Mazda’s engineering team deserves credit for continuing to develop the rotary engine even as increasing environmental regulations make a return more difficult. The company now confirms yet again that the work is still underway, but the researchers are still searching for a breakthrough that would make the Wankel viable in the modern world.
Kiyoshi Fujiwara, Mazda’s research and development boss, told CarAdvice that the goal is to put the gorgeous RX-Vision coupe concept into production someday, and it would have a rotary powerplant. This dream is still a long way from becoming a reality.
“The issue is probably fuel economy and exhaust emissions, but from our viewpoint, the issue is the fundamental demerit, the structure issues of the rotary engine itself, we consider developing completely new technologies for breaking through this fundamental constructive issues itself,” Fujiwara told CarAdvice.
The engineering team’s goal of not using electrification was a way to boost the Wankel’s torque and emissions weaknesses is making the job even harder. According to Fujiwara, the group wants the new powerplant for a lightweight sports car, and there’s a concern that the batteries would add too much additional weight. He admits that technological improvements like smaller batteries might make a hybrid rotary viable eventually, but now isn’t the time. At the moment, turbocharging is probably the way forward, Fujiwara indicates.

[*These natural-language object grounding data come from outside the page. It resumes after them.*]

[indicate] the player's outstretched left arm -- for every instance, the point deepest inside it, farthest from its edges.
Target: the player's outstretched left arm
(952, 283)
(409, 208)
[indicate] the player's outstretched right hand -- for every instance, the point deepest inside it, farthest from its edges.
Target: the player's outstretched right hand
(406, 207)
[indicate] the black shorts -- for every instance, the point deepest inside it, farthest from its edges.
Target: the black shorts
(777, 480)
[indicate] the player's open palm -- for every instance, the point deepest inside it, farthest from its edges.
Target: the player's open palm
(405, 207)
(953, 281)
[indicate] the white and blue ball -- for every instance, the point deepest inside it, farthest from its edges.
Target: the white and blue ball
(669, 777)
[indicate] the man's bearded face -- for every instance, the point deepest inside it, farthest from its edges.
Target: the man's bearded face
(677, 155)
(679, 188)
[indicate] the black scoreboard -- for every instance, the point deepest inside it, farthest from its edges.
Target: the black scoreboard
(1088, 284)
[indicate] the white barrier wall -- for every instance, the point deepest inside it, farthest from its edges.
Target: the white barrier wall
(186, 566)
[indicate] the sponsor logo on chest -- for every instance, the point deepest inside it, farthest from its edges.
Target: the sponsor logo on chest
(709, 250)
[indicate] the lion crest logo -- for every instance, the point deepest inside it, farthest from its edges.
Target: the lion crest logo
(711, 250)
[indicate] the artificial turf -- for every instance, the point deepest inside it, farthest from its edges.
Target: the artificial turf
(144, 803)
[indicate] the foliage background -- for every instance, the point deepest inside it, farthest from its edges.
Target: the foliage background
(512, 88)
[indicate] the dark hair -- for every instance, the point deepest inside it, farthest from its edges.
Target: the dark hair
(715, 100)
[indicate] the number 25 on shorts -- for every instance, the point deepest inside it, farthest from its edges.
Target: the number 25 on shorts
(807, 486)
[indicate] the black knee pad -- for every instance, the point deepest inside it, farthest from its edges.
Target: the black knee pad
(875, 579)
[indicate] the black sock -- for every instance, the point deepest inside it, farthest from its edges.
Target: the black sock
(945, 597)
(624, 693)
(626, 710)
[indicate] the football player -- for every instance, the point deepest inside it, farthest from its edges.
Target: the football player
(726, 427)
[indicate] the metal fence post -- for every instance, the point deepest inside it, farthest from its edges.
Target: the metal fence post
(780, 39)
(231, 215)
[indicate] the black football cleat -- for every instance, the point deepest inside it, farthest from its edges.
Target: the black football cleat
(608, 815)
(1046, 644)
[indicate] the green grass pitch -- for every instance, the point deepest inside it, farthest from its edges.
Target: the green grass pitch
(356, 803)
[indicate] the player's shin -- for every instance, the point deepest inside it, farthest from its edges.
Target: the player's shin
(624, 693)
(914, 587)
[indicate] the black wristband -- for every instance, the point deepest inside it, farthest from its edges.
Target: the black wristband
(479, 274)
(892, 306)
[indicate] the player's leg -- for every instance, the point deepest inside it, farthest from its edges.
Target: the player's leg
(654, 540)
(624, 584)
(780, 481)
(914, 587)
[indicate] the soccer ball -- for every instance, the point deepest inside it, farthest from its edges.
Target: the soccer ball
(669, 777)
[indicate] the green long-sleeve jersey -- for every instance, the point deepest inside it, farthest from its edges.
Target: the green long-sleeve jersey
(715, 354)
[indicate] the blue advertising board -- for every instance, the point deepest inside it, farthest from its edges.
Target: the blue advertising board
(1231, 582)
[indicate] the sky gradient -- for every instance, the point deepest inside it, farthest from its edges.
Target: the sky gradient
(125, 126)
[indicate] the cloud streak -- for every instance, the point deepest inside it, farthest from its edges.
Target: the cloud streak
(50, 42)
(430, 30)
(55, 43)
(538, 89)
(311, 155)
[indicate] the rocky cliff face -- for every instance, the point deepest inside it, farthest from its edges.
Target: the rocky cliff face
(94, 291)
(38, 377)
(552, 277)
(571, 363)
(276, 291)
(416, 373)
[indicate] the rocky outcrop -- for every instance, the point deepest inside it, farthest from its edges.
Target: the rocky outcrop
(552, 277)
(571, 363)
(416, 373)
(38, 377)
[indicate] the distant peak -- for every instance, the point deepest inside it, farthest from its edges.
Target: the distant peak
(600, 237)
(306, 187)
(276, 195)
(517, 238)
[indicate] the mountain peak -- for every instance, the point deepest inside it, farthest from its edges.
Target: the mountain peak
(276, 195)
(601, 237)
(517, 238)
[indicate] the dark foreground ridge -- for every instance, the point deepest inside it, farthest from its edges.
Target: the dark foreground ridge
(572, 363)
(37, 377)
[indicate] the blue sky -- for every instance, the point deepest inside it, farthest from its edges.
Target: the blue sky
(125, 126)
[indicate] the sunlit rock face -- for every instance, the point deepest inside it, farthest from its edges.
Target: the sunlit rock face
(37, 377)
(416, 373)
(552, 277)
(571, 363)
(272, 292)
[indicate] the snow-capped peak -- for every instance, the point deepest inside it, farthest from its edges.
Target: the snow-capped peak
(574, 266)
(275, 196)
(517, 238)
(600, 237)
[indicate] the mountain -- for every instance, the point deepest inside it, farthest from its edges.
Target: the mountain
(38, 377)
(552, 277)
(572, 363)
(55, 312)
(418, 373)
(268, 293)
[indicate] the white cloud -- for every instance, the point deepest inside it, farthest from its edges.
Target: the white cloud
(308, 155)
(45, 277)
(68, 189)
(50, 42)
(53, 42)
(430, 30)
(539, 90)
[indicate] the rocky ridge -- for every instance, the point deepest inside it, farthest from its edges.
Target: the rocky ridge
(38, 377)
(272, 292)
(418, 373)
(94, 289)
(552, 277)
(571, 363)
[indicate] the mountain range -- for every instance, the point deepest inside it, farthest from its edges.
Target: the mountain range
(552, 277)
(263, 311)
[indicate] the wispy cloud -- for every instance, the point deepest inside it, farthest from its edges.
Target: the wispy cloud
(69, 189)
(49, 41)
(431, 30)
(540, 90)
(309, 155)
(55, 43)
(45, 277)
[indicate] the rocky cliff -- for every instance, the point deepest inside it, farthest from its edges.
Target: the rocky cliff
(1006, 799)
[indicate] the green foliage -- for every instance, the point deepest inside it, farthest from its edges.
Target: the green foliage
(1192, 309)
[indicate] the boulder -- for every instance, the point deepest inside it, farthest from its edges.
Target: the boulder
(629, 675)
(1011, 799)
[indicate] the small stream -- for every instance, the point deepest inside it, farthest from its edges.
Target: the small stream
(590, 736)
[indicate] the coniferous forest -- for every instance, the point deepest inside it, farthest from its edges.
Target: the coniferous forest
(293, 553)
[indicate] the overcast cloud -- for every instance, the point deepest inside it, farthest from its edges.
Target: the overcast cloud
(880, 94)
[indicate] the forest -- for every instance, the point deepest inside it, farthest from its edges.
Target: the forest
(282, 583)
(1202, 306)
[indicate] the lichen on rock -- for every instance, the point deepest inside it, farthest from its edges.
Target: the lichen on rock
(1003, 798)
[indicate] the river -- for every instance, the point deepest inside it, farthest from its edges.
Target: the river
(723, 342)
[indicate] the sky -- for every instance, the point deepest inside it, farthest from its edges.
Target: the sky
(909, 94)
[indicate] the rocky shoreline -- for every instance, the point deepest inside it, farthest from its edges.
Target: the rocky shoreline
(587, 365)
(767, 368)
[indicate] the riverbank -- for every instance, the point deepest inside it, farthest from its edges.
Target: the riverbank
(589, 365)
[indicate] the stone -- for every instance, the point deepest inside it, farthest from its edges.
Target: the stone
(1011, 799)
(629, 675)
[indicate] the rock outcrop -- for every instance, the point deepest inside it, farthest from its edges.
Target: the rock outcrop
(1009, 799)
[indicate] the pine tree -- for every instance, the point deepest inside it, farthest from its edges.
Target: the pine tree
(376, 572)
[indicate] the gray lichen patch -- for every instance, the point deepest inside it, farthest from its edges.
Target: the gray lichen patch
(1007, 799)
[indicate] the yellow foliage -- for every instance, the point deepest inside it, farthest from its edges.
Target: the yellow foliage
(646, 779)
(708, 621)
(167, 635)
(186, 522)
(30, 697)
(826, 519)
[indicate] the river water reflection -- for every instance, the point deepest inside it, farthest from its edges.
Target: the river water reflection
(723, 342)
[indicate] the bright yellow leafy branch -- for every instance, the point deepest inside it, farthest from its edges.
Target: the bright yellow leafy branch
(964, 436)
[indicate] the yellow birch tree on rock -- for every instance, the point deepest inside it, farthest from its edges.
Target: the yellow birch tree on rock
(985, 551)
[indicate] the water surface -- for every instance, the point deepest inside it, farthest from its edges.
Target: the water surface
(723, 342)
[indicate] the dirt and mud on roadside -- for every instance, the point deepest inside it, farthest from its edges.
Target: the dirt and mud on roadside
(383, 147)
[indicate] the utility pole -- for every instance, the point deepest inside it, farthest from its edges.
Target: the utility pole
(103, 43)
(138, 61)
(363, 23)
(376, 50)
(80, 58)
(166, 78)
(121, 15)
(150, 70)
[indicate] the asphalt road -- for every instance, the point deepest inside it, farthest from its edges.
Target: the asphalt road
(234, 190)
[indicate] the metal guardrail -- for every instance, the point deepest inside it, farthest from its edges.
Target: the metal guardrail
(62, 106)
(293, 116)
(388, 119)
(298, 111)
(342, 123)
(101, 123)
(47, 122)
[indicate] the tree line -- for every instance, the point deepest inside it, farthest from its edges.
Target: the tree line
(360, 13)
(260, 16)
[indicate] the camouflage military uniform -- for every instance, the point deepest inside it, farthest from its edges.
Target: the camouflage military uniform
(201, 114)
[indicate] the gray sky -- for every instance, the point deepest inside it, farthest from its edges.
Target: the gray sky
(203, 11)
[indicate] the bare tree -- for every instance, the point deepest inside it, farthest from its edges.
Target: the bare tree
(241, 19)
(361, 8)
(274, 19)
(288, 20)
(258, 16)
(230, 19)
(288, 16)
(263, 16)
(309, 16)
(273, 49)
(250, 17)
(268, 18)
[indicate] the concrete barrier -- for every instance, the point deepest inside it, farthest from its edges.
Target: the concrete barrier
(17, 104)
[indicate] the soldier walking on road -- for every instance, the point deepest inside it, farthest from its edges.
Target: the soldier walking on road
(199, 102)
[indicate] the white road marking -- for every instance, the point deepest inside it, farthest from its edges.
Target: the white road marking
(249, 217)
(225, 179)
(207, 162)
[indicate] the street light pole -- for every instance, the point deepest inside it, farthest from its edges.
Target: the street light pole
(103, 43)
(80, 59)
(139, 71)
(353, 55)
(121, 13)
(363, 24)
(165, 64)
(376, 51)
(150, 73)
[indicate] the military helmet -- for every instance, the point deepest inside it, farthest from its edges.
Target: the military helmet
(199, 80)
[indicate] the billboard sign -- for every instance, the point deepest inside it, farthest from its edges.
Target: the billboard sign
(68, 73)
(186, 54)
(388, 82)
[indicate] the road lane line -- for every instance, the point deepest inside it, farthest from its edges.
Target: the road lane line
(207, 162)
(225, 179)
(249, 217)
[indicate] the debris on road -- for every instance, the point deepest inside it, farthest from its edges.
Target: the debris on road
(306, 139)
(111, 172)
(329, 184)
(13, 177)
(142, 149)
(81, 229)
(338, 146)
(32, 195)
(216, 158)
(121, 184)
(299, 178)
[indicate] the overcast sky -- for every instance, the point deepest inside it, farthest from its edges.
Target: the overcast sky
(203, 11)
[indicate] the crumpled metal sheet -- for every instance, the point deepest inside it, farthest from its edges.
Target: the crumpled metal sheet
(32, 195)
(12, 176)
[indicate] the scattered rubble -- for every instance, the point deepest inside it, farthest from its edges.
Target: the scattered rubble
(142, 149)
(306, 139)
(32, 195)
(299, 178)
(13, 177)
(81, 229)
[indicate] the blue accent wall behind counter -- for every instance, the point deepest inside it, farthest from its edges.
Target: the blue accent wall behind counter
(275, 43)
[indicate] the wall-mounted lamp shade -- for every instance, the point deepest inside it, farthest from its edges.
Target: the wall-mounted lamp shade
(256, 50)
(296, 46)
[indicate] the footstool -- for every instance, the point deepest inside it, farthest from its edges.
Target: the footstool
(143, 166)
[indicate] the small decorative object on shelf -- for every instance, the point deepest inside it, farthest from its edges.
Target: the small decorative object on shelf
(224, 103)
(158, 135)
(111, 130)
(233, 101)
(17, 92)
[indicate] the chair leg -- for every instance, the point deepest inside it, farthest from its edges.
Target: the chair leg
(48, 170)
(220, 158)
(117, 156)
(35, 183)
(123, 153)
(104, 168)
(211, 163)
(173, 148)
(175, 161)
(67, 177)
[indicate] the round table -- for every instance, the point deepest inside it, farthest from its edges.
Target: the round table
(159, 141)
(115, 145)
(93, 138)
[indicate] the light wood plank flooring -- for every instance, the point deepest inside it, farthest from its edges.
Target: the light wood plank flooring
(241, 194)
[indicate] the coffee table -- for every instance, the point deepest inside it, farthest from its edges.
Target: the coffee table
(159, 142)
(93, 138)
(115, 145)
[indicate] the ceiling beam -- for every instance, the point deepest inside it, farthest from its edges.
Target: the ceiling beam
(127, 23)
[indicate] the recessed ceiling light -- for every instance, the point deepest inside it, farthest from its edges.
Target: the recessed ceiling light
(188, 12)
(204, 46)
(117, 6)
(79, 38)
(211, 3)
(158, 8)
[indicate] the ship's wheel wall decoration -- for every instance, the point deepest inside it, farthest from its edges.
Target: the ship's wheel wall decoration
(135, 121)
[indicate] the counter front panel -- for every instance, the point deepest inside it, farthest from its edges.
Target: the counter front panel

Mazda last sold a rotary engine in the RX-8, which ended production in 2012. Since then, a trickle of rumors continued to give fans hope that a new one might arrive. The release of the RX-Vision concept signaled a possible step forward with the plan, and a patent earlier this year suggested a new powerplant, too. The designers rotated the Wankel 180 degrees from its normal position and fitted a top-mounted turbocharger. Moving the fuel injectors closer to the combustion chamber also allegedly improved efficiency.
“All of the engineers and designers [at Mazda] love rotary engines, love sports car,” Fujiwara told CarAdvice. However, he said the company’s accountants aren’t too keen on the resources going into the niche products. We hope the pro-Wankel faction can hold the bean counters at bay until a new model with the novel powerplant can hit the road.